Horex VR6

The Horex VR6 Roadster is, at its core, a teutonic bruiser that has no peers in the market. Sure there are big naked muscle bikes available from other brands but none offer the technical prowess of an ultra-compact and powerful six-cylinder powerplant. Nor do they offer the cachet and hand-assembled quality of the Horex. While the initial specs might have seemed improbable, the VR6 is here and is in showrooms more or less as-promised, a testament to the determination and skill of the company’s team in bringing such an advanced and unusual design to production in a relatively short period of time.

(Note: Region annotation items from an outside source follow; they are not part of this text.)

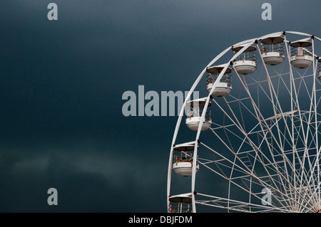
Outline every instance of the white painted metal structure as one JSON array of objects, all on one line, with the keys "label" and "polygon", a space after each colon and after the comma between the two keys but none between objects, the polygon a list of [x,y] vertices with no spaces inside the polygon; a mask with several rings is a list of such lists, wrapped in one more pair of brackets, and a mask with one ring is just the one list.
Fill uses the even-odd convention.
[{"label": "white painted metal structure", "polygon": [[[256,47],[253,46],[235,45],[232,47],[235,58],[233,59],[233,67],[238,73],[248,75],[256,70],[256,55],[254,51]],[[240,51],[243,50],[242,51]],[[241,53],[239,53],[241,52]]]},{"label": "white painted metal structure", "polygon": [[262,58],[265,64],[276,65],[284,60],[284,38],[281,36],[268,37],[260,41]]},{"label": "white painted metal structure", "polygon": [[[207,77],[207,90],[210,93],[214,85],[214,83],[220,75],[220,72],[224,69],[225,65],[209,67],[206,69],[206,72],[209,74]],[[225,72],[220,79],[220,83],[218,84],[214,90],[211,93],[212,95],[215,97],[223,97],[228,95],[232,90],[232,77],[229,73],[232,72],[230,68],[228,68]]]},{"label": "white painted metal structure", "polygon": [[319,62],[319,66],[318,66],[318,75],[319,75],[319,79],[321,80],[321,58],[319,58],[317,60],[317,61]]},{"label": "white painted metal structure", "polygon": [[[284,38],[285,60],[277,65],[268,65],[260,53],[260,41],[270,37]],[[295,43],[290,41],[300,38],[311,43],[312,63],[303,69],[293,65],[290,51],[291,43]],[[277,32],[236,43],[205,67],[185,97],[175,128],[168,171],[168,212],[196,212],[196,208],[201,212],[209,208],[228,212],[321,210],[321,81],[317,78],[321,50],[315,48],[320,43],[320,38],[305,33]],[[242,48],[230,54],[235,46]],[[250,46],[259,51],[258,68],[251,75],[240,75],[235,60]],[[223,56],[230,56],[228,63],[220,62],[226,59]],[[208,68],[220,63],[225,66],[202,100],[203,111],[197,131],[185,125],[181,128],[192,93],[198,85],[206,93],[201,80]],[[233,91],[213,97],[229,65]],[[210,103],[215,115],[209,130],[202,132]],[[195,140],[186,143],[184,130],[195,133]],[[176,141],[183,144],[175,145]],[[183,177],[173,171],[174,151],[193,153],[191,176]],[[180,179],[188,182],[183,184]],[[270,196],[270,201],[265,200],[268,198],[265,196]]]}]

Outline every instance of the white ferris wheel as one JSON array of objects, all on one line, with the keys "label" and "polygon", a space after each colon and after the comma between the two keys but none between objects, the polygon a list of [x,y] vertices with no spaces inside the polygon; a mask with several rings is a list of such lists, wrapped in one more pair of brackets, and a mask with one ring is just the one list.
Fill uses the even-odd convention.
[{"label": "white ferris wheel", "polygon": [[318,53],[320,38],[282,31],[210,61],[175,128],[168,212],[321,211]]}]

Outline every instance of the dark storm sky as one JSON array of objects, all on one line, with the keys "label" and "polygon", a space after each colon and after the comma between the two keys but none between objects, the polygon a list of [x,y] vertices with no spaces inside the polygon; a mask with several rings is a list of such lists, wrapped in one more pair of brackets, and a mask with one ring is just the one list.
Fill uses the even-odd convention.
[{"label": "dark storm sky", "polygon": [[[58,5],[56,21],[47,6]],[[261,5],[272,4],[272,21]],[[126,90],[188,90],[225,48],[320,37],[317,0],[1,0],[0,211],[165,212],[176,117],[128,117]],[[58,190],[58,205],[47,204]]]}]

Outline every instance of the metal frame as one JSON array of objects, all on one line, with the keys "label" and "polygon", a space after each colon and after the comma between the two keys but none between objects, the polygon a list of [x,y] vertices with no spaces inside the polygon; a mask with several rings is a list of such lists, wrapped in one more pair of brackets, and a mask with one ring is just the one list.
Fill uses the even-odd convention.
[{"label": "metal frame", "polygon": [[[311,74],[307,73],[307,70],[297,70],[291,65],[287,34],[303,36],[306,39],[311,40],[312,45],[309,51],[310,54],[313,56],[313,63],[309,68],[312,70]],[[277,72],[271,66],[267,65],[260,54],[262,46],[260,40],[280,36],[285,38],[284,51],[287,60],[282,63],[284,65],[282,67],[288,68],[285,73],[283,68]],[[314,43],[316,41],[321,41],[321,39],[305,33],[273,33],[236,43],[224,50],[206,65],[185,97],[174,130],[168,171],[168,208],[171,206],[169,198],[172,183],[173,147],[186,102],[203,78],[207,68],[218,62],[222,56],[228,54],[233,46],[242,45],[243,47],[235,53],[230,63],[233,63],[243,54],[248,47],[255,45],[257,48],[255,51],[260,53],[259,59],[263,63],[259,77],[263,75],[266,79],[260,80],[260,79],[255,77],[258,74],[256,73],[252,75],[239,75],[231,64],[236,78],[239,80],[240,89],[243,89],[245,95],[238,97],[232,93],[227,97],[213,98],[210,94],[218,86],[229,66],[229,64],[226,64],[207,97],[196,132],[195,144],[201,145],[216,158],[207,159],[198,157],[198,146],[195,146],[190,185],[192,211],[196,212],[196,204],[220,208],[228,211],[317,212],[321,210],[319,165],[321,152],[321,147],[319,147],[319,126],[321,122],[317,110],[318,107],[320,109],[321,105],[319,93],[321,91],[321,83],[317,76],[317,56],[315,54],[314,49]],[[254,86],[257,87],[257,93],[255,90],[253,92]],[[285,88],[284,90],[279,90],[280,86]],[[286,95],[284,98],[282,93]],[[260,95],[264,95],[269,105],[272,105],[272,115],[270,117],[267,117],[265,112],[261,112],[262,105],[264,104],[260,102]],[[302,101],[302,97],[305,98],[306,102]],[[210,131],[220,142],[228,154],[215,150],[200,141],[200,129],[205,118],[210,100],[215,104],[215,110],[220,110],[224,115],[224,119],[228,122],[220,124],[213,120],[213,127]],[[240,110],[235,110],[235,105]],[[242,111],[246,111],[251,117],[255,119],[256,125],[249,128],[245,123]],[[220,134],[218,132],[219,131],[223,132]],[[236,138],[235,140],[239,143],[238,149],[233,145],[233,143],[236,142],[231,142],[228,134]],[[228,182],[226,197],[203,194],[201,191],[195,192],[196,162]],[[263,205],[258,202],[262,199],[262,194],[255,191],[258,187],[271,189],[272,204]],[[233,191],[235,189],[248,195],[247,201],[233,198]]]}]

Many brands have failed while offering far less exotic products, but Horex has weathered the initial doubts to produce one of the most interesting production machines to come out of Germany in a long time. 


Not only that, the VR6 adds another machine to the pantheon of legendary six-cylinder motorcycles, a rarified breed of exercises in engineering excess. Had Horex gone the conservative route and built a traditional four-cylinder roadster of similar specs, we wouldn’t be talking about it today, and you likely wouldn’t be drooling over it right now. If you want to get an inordinate amount of attention in the world of motorcycling, you must build a six. 

Piston engine layouts typically fall into three categories: inline, vee, and flat/boxer. The one setup you won’t find very often is the narrow-angle vee (or staggered cylinder) layout. Lancia was a pioneer of the format, introducing the 13-degree “Lambda” V-4 in 1922, and produced a series of narrow-angle designs up until the 1970s. A typical vee will have anything between 45 (Harley-Davidson V-twin) and 90 degree (Ducati L-twin). A narrow-angle vee (below 45 degrees) is so compact that both “banks” of cylinders can share the same block with a common cylinder head, making for a much more compact and lightweight package. You essentially combine the qualities of an inline engine with those of a vee – the block is as short as a vee, scarcely wider than an inline across the head, and shares the balance properties of an inline design. You get more cylinders into a much more compact package, with less complexity than a typical vee by combining the heads and block into a single unit.